Когда бабушка С. гадала нам с Джуд по ладони, она всегда говорила, что в наших линиях столько зависти, что хватит нам по десять раз жизни перепортить. И я знаю, что тут она права. Когда я рисую нас с Джуд с прозрачной кожей, у нас в животах всегда гремучие змеи. У меня всего несколько. А у сестры последний раз было семнадцать.
Мама наконец-то закрывает мой альбом и отдает мне. И объявляет нам обоим.
– Конкурс – это глупо. Давайте посвятим субботы тому, чтобы смотреть на чужие работы и учиться самим. Согласны, дети?
Говорит это она, даже не открыв альбома Джуд.
Мама берет свою чашку с горячим шоколадом, но не пьет.
– Невероятно, – произносит она, медленно качая головой. Она о рисунках Джут вообще забыла? – Чувствительность Шагала с палитрой Гогена, но в то же время точка зрения строго твоя собственная. А ты еще так молод. Ноа, это потрясающе. Просто потрясающе.
(АВТОПОРТРЕТ: Мальчик ныряет в озеро света.)
– Правда? – шепчу я.
– Правда, – на полном серьезе отвечает она. – Я поражена.
У мамы что-то поменялось в лице – словно по центру немного разошлась занавеска. Я украдкой бросаю взгляд на Джуд. И вижу, что она зажалась в уголке у себя внутри, я тоже так делаю в экстренных случаях. У меня внутри есть такое место, куда можно заползти, и никто не достанет, как бы там ни было. Но я не знал, что и у нее такое есть.
Мама этого не замечает. Хотя обычно она видит все. Но сию минуту она не обращает внимания ни на что, словно ей прямо сейчас снится сон.
В какой-то момент она наконец приходит в себя, но уже слишком поздно.
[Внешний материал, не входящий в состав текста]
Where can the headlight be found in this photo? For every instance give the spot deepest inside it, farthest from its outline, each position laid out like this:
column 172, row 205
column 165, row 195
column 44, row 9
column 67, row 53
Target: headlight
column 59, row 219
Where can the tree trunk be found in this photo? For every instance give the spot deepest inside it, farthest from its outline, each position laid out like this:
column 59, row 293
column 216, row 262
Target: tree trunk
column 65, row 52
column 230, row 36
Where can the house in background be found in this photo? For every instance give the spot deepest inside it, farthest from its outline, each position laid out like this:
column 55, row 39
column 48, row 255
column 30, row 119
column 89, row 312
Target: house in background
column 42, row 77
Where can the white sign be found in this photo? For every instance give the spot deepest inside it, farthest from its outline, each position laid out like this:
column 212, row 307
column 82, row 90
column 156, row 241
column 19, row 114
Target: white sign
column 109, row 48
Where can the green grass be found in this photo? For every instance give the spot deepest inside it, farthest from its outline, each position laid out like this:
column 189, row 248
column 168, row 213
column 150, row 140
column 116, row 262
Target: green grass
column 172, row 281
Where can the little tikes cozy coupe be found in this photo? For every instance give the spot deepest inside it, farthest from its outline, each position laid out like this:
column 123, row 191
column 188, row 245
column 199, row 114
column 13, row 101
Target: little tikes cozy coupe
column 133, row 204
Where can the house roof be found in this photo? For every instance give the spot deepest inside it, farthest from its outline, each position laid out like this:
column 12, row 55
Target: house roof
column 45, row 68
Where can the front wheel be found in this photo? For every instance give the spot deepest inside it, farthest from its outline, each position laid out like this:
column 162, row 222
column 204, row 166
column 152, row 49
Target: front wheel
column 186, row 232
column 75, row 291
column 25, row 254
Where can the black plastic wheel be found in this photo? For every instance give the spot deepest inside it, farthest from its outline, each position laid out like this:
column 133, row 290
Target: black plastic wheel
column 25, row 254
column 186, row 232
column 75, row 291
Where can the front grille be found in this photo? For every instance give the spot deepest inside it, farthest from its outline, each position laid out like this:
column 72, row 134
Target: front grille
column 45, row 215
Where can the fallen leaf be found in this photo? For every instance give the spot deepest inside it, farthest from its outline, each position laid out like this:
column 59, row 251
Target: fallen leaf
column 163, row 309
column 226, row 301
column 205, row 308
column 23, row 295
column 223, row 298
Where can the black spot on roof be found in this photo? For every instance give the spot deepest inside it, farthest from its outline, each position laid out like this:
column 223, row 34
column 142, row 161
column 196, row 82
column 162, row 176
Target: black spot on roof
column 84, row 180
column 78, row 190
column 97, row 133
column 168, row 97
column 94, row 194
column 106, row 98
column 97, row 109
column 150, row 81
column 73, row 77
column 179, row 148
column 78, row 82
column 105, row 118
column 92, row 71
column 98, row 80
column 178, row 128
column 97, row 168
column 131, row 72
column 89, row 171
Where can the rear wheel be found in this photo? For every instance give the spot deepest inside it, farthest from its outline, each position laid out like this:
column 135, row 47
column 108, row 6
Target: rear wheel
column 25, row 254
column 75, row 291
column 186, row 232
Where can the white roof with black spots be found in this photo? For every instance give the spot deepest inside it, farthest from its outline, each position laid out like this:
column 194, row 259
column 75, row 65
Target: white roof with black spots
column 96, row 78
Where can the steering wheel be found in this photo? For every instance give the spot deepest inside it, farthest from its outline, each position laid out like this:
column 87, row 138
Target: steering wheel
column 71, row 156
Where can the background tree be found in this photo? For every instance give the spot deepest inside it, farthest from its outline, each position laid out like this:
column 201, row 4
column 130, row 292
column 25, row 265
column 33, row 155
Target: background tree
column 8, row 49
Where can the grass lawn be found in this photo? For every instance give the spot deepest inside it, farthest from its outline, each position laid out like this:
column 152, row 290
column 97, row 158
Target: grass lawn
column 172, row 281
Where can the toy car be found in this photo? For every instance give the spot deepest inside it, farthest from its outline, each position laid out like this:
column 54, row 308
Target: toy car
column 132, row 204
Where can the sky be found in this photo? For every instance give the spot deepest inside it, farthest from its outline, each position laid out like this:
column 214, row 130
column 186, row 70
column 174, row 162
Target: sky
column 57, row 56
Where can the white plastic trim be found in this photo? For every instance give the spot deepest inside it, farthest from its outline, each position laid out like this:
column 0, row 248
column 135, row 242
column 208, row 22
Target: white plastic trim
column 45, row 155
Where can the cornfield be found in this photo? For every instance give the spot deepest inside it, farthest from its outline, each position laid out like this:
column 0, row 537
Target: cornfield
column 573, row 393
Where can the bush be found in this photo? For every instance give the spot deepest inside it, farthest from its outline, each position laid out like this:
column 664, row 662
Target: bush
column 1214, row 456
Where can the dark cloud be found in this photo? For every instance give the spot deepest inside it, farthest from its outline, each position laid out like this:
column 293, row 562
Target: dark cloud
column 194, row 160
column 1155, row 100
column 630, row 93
– Джуд, милая, давай и твой альбом, мне не терпится увидеть, что получилось у тебя.
– Ни к чему, – отвечает сестра с показным блеском; ее альбом уже спрятан глубоко в рюкзак.
У нас с Джуд много игр. Ее любимая «Как бы ты хотел умереть» (Джуд: замерзнуть, я: сгореть). И «Утопленник». В «Утопленнике» задается такой вопрос: если бы мама и папа тонули, кого бы ты спас первым? (Я: маму, Джуд: по настроению.) Есть еще одна разновидность: если бы мы тонули оба, кого бы папа стал спасать первым? (Джуд.) Маму мы за тринадцать лет не разгадали. Мы понятия не имели, за кем она бросится в воду первым.
До настоящего момента.
Мы понимаем это оба, даже не перекинувшись взглядами.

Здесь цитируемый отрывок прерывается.